Vaak krijgen de gemeenschappen die gefilmd worden het eindproduct niet eens te zien. En documentaire reconstructies zoals Rory Kennedy’s Ghosts of Abu Graib, over de Amerikaanse martelpraktijken, en Joshua Oppenheimer’s The Act of Killing, over de Indonesische genocide, dreigen de betrokken families opnieuw te traumatiseren, terwijl de daders vrij blijven rondlopen. Kan het ook anders?

Stones Have Laws (Dee Sitonu a Weti) van Lonnie van Brummelen, Siebren de Haan en Tolin Erwin Alexand

Geschiedenis en geheimen

Voor de film Stones Have Laws werkte het Nederlandse kunstenaarsduo Lonnie van Brummelen en Siebren de Haan vier jaar lang samen met verschillende gemeenschappen van Surinaamse Marrons. De film, gecoregisseerd met de Surinaamse theatermaker Tolin Alexander, vertelt het verhaal van de Afrikaanse voorouders van de Marrons, die zich hebben bevrijd van de koloniale plantages en van de inheemse bevolking geleerd hebben te overleven in het oerwoud.

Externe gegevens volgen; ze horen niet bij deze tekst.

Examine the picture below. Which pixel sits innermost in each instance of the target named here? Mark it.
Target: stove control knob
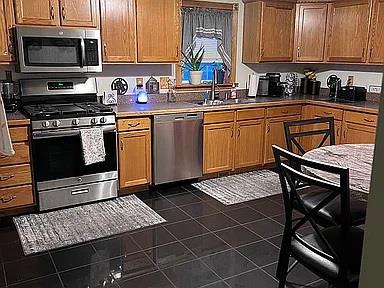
(75, 122)
(56, 123)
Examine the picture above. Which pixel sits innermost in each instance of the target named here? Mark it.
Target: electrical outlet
(375, 89)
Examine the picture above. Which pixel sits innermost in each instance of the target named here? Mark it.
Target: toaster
(353, 93)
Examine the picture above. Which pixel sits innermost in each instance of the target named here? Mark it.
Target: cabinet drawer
(250, 114)
(21, 155)
(15, 175)
(361, 118)
(283, 111)
(19, 134)
(219, 117)
(133, 124)
(16, 196)
(328, 112)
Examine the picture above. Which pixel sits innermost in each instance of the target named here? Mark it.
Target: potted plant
(192, 63)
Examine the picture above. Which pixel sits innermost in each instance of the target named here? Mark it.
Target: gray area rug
(46, 231)
(242, 187)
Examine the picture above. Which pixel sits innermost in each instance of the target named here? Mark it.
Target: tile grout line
(57, 271)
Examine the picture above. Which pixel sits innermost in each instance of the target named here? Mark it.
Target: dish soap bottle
(171, 94)
(233, 91)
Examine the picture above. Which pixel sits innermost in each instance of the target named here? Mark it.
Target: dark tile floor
(203, 244)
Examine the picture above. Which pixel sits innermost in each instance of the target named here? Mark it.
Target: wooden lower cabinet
(218, 147)
(134, 158)
(249, 143)
(358, 134)
(274, 135)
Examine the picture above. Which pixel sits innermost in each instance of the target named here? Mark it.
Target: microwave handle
(82, 47)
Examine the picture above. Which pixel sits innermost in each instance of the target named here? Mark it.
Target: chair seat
(324, 267)
(330, 214)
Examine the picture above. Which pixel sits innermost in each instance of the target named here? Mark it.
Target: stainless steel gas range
(59, 110)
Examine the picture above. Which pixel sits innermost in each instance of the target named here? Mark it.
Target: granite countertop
(17, 119)
(134, 109)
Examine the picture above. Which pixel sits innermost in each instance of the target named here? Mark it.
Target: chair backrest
(292, 137)
(291, 170)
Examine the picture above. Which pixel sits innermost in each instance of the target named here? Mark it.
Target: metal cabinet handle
(5, 178)
(7, 199)
(52, 13)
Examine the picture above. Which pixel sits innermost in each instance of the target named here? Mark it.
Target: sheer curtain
(208, 23)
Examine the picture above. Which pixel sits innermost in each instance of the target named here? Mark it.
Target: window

Het landschap is een protagonist met een eigen, krachtige wil en wijsheid.

De film is opgedeeld in hoofdstukken waarin hedendaagse ontwikkelingen zoals de stijgende waterspiegel, en toenemende mijnbouw en houtkap, vervlochten worden met mythische vertellingen over geesten, goden, tradities, en de regels waarnaar de Marrons in harmonie proberen te leven. Zowel visueel als auditief wordt het landschap daarbij overweldigend naar voren geschoven als een protagonist met een eigen, krachtige wil en wijsheid.

In navolging van hun orale traditie voeren de Marrons de verhalen zelf op in de film, waarbij ze ook het filmproces zelf expliciet ter discussie stellen. Tijdens hun eerste bezoek aan het binnenland van Suriname botsten Van Brummelen en De Haan namelijk al op de machtsverhoudingen in de wisselwerking tussen kijken en bekeken worden, spreken en zwijgen. Is het verzoek aan een gemeenschap om zich beschikbaar te stellen voor een project van Nederlandse oorsprong, niet een herhaalde vorm van uitbuiting?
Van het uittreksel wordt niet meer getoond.